A plugin-first approach makes the most sense here because a lot of users simply don't want AI features in their note-taking app, and that's a totally valid preference. Making it a plugin keeps it fully opt-in. It's also way easier to iterate quickly on a plugin during the GSoC timeline, and it gives users the choice to install it or not without anything controversial touching core.


3. Technical Approach

Architecture Overview

Component Breakdown

3.1 Resource Detection

There's an important nuance in Joplin's plugin API here: onResourceChange() only fires when an existing resource is modified, not when a new one is created. And onNoteChange() only fires for the currently selected note, not every note in the database. So we need a layered detection strategy:

For modified resources: Hook into joplin.workspace.onResourceChange() to catch updates to existing images (e.g., user replaces an attachment). When this fires, check if the blob actually changed via blob_updated_time and re-label if needed.

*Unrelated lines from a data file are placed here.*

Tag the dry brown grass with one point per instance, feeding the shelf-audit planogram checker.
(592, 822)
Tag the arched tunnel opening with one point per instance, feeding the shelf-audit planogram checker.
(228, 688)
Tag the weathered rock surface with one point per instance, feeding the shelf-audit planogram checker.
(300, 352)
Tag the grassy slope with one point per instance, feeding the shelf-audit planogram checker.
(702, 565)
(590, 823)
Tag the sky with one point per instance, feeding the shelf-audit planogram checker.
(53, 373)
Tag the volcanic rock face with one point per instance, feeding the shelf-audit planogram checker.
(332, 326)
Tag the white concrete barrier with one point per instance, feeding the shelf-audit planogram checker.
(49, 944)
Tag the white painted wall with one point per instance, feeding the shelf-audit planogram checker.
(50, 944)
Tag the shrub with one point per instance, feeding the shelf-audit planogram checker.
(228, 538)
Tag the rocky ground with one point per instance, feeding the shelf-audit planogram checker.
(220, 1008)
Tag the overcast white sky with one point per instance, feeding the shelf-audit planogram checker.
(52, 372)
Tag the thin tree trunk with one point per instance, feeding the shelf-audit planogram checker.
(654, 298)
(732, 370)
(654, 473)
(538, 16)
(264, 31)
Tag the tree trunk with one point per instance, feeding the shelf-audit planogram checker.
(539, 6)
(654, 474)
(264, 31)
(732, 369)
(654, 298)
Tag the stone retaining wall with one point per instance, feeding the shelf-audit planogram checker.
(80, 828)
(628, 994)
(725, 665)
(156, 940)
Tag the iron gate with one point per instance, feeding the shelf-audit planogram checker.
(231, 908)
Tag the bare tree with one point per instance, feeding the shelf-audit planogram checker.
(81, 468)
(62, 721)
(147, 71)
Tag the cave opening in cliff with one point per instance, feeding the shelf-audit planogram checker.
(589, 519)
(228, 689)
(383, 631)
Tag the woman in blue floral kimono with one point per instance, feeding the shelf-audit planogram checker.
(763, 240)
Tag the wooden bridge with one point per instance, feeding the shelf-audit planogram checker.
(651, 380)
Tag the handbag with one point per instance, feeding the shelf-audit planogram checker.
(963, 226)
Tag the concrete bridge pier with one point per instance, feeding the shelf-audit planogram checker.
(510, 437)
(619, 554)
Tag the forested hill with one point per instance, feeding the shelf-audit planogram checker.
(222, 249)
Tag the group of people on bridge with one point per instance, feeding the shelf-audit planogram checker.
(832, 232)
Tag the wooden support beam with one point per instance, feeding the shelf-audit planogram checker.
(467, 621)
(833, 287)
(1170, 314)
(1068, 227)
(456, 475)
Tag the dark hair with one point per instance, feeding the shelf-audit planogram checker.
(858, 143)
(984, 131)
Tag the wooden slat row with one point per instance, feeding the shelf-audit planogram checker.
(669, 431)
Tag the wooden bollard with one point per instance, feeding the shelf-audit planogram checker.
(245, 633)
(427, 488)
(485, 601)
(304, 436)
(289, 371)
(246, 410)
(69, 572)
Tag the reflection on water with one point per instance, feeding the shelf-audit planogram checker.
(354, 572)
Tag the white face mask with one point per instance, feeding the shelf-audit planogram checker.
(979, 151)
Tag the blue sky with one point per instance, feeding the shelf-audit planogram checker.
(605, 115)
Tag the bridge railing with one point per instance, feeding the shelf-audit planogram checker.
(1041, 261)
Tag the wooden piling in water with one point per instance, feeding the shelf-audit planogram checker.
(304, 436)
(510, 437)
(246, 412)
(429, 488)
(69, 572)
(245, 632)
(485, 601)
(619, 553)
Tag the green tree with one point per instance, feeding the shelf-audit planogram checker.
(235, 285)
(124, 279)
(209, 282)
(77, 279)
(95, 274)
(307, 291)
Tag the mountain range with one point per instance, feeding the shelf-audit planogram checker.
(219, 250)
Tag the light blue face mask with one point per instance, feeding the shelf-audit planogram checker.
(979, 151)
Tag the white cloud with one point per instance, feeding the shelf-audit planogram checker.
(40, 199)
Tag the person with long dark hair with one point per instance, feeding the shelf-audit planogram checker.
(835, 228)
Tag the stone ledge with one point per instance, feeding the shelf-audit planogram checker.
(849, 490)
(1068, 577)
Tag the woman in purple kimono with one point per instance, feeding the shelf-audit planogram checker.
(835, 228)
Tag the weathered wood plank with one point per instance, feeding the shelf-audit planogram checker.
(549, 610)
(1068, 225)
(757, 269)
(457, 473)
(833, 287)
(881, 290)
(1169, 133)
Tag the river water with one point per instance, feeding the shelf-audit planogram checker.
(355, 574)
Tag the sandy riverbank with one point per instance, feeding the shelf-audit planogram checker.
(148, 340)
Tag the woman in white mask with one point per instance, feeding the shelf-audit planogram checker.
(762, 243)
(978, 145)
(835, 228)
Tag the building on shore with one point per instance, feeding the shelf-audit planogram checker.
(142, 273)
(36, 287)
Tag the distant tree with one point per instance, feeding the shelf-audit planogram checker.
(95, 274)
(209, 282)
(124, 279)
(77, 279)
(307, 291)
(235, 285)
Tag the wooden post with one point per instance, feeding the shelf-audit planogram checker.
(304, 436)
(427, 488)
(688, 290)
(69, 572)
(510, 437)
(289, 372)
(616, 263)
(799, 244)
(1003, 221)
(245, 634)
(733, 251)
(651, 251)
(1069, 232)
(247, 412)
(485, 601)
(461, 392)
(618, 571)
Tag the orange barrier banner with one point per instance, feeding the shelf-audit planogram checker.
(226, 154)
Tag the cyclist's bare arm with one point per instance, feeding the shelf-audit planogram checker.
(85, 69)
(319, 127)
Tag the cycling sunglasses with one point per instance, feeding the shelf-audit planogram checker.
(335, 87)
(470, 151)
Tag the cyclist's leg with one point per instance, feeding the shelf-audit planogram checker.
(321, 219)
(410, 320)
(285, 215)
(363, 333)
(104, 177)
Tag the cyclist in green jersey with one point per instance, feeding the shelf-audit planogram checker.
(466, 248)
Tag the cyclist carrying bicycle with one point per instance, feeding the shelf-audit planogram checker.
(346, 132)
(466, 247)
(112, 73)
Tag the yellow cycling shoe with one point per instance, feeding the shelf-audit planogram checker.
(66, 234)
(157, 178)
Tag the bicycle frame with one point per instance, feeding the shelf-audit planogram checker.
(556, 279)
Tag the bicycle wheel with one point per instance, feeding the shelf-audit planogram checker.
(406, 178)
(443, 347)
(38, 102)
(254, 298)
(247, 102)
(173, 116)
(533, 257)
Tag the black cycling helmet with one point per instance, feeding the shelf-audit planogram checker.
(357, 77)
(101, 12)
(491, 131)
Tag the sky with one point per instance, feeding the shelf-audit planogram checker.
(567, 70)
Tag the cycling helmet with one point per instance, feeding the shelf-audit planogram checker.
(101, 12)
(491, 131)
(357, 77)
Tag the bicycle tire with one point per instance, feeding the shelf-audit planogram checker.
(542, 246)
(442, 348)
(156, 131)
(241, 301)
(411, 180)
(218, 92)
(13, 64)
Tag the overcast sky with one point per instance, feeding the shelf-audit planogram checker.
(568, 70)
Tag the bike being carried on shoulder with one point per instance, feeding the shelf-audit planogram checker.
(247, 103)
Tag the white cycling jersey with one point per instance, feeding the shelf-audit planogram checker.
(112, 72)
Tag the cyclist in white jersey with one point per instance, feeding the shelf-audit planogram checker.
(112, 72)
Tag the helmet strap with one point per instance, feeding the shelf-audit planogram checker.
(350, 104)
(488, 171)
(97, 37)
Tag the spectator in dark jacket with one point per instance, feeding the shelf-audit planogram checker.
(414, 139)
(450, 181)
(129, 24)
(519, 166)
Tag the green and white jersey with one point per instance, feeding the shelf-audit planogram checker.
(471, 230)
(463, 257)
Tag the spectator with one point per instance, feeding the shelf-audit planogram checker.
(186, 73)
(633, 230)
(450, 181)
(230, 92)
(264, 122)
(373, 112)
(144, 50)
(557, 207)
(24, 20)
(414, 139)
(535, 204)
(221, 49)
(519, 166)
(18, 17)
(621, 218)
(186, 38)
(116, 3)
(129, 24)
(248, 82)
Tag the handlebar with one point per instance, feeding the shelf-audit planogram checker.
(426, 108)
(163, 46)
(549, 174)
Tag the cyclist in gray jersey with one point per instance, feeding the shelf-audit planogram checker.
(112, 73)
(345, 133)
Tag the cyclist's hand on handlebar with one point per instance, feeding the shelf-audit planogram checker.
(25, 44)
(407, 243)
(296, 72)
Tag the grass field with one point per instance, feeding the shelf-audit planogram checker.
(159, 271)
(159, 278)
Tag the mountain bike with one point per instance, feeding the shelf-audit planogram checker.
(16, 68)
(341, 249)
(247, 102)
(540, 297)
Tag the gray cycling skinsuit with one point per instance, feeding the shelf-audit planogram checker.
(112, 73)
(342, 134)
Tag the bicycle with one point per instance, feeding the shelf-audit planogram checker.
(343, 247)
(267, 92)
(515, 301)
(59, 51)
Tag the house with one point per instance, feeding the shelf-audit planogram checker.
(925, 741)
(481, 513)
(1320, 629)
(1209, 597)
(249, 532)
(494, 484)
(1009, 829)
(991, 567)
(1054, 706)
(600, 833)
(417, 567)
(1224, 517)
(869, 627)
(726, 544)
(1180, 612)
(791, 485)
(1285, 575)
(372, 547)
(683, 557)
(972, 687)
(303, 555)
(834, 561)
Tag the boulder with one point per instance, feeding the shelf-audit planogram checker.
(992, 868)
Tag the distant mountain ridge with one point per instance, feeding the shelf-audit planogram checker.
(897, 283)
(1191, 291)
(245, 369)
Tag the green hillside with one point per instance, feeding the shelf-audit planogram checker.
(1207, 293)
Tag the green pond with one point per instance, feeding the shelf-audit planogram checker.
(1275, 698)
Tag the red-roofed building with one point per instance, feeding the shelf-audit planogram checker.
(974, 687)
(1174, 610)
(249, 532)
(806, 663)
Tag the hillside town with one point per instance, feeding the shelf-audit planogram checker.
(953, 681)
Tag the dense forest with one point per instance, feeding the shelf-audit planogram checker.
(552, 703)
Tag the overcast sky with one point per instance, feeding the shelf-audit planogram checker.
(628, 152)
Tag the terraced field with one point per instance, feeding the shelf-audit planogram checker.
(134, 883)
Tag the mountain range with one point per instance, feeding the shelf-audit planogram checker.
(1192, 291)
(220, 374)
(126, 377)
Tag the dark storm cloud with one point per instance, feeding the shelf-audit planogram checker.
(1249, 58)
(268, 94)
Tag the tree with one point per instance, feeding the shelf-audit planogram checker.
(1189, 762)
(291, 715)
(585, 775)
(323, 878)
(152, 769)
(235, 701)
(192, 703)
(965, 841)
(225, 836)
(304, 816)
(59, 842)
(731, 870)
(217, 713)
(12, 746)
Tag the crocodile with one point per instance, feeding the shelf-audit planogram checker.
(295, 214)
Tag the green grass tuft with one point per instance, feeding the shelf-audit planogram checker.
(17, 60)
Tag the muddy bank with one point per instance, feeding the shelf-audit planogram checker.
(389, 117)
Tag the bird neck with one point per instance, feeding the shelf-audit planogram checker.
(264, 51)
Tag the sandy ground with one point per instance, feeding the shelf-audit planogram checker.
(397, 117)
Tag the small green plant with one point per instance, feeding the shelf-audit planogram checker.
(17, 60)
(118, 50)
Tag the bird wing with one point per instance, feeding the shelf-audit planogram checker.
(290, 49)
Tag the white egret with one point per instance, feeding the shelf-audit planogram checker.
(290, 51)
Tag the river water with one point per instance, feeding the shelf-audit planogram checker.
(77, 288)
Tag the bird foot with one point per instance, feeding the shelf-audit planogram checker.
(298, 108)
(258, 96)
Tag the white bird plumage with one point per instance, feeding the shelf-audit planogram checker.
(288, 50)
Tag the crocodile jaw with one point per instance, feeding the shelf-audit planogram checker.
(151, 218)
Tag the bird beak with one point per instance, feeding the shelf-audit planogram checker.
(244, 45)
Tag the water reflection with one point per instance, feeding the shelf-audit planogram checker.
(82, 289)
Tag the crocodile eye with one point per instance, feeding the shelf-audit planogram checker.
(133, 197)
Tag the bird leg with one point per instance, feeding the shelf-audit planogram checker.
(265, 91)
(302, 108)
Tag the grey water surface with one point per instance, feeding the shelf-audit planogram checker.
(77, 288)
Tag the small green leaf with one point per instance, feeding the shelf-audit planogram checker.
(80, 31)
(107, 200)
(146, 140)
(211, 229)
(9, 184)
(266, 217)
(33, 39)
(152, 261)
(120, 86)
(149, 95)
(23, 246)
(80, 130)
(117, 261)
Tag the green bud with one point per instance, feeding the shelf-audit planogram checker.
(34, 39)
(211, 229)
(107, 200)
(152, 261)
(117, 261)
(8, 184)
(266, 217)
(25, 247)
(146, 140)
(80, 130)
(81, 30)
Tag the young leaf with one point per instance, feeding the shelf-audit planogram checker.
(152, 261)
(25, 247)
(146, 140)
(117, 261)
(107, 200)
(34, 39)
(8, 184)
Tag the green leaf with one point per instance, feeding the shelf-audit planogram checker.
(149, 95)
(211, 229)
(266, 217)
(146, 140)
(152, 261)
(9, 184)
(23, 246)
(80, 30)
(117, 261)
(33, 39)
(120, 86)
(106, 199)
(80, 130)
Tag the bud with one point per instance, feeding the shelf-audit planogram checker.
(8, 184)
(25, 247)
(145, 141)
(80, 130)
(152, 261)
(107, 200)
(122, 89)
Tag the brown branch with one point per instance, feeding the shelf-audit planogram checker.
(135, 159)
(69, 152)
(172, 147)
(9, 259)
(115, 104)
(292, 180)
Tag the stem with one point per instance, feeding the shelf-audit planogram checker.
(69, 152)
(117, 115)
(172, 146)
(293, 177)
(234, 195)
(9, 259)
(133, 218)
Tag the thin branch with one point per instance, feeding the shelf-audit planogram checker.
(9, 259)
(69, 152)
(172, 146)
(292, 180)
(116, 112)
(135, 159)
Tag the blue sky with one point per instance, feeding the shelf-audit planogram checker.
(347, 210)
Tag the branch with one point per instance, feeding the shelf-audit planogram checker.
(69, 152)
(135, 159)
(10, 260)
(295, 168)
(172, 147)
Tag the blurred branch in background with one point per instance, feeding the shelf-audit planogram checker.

For new resources in the active note (latency optimization): Hook into joplin.workspace.onNoteChange() and diff the note body to detect newly referenced resource IDs. This only fires for the selected note, so it's a fast-path optimization for the common case of "user is editing a note and pastes an image." The diff parses all :/resourceId occurrences in the note body (not just ![alt](:/id) markdown syntax, since resources can also appear in raw HTML blocks), then filters by MIME type against supported image formats (image/jpeg, image/png, image/webp, image/bmp) and enqueues new ones.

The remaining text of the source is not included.